The Islamic State is also different from recent jihadist movements in the size of the territory it controls. Unlike al Qaeda, which was never particularly interested in governing or in seizing and controlling land, and which preferred to launch attacks on the U.S. homeland, the Islamic State has always wanted a state in the Middle East. As Burke writes, “Zarqawi’s strategy was simple: to seize and hold real ground—to endure and expand, as the Islamic State’s motto later put it.” And this territory now generates a level of wealth for the Islamic State that al Qaeda never possessed. Many experts believe that the group is more than capable of financing itself through taxes and extortion, through which it takes in more than $1 million per day, as well as oil revenues. The Islamic State may well be the richest terrorist group ever.
A WAR ON MANY FRONTS
The Islamic State is not as terrifyingly new as so much of the media coverage has claimed, but as these books illustrate, it represents a more dangerous evolution in the jihadist movement—one that must be understood accurately if it is to be defeated. In the current debate among historians, journalists, policymakers, and scholars about the nature of the group, there are those who seek to deny that it is rooted in Islamic traditions and who claim that the self-declared caliphate has hijacked a religion of peace and distorted its humane message. Such views ignore the fact that none of the three major monotheistic religions can be considered wholly peaceful: in their sacred texts, Christianity, Islam, and Judaism all contain elements of brutality and violence. But religions cannot and should not be understood by their texts alone. The lived history of a community of believers defines a religion; a great deal depends on how the custodians of a faith choose to interpret, defend, exploit, or abuse its sacred texts. The crusaders who slaughtered their way to Jerusalem in 1099 were as Christian as the Christians of the Renaissance and of today. The Islamic State is as much a part of Islam as Baghdad, Cairo, Córdoba, and Damascus were during their golden ages as centers of learning and high culture.
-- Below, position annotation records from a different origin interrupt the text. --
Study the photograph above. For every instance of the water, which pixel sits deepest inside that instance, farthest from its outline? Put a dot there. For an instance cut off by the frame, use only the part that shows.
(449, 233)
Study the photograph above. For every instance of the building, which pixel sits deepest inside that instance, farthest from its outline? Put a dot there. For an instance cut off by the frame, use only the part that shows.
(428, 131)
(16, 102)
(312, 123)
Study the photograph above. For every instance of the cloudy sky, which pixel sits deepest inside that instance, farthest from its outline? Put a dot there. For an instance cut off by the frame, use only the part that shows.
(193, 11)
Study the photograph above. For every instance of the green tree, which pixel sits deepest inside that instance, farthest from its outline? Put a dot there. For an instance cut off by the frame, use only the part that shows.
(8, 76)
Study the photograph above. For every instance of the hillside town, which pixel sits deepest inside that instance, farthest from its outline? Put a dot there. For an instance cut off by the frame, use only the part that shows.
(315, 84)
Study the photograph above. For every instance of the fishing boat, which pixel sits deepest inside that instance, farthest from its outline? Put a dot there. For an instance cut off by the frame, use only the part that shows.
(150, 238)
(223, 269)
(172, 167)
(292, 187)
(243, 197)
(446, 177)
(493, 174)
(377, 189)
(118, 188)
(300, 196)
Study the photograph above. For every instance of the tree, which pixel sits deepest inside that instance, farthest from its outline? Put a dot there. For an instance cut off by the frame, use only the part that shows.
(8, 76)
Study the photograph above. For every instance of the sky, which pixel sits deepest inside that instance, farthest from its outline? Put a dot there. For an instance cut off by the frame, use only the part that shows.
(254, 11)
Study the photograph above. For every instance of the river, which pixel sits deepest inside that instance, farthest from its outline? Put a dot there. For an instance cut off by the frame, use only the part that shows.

It is crucial, for the Islamic world above all, to recognize that the Islamic State has deep roots in Islamic traditions. Containing it will require the support of Arab and Muslim allies, and it is only by placing the group in the proper historical and cultural context that it can be demystified in the Muslim world. Once Muslims in the Middle East free themselves from the delusion that the Islamic State is a wholly alien phenomenon and recognize that the group’s false Mahdis and caliphs are but the latest in a long and bloody genealogy, they might come to see the fight against the Islamic State for what it is: a struggle to determine which tradition within Islam will define the religion going forward.
The authors of these three books do not foresee the group’s demise in the near future. They counsel Western powers against overreacting to the threat, which would undermine civil liberties at home and deepen the rift between Western countries and Muslim-majority states. But the Islamic State will not simply collapse on its own. The fight against the group is as much a war against an idea as it is a battle against armed militants. It must be fought not only on the frontlines of Iraq and Syria but also on every platform, electronic or otherwise, that the extremists use to spread their vision.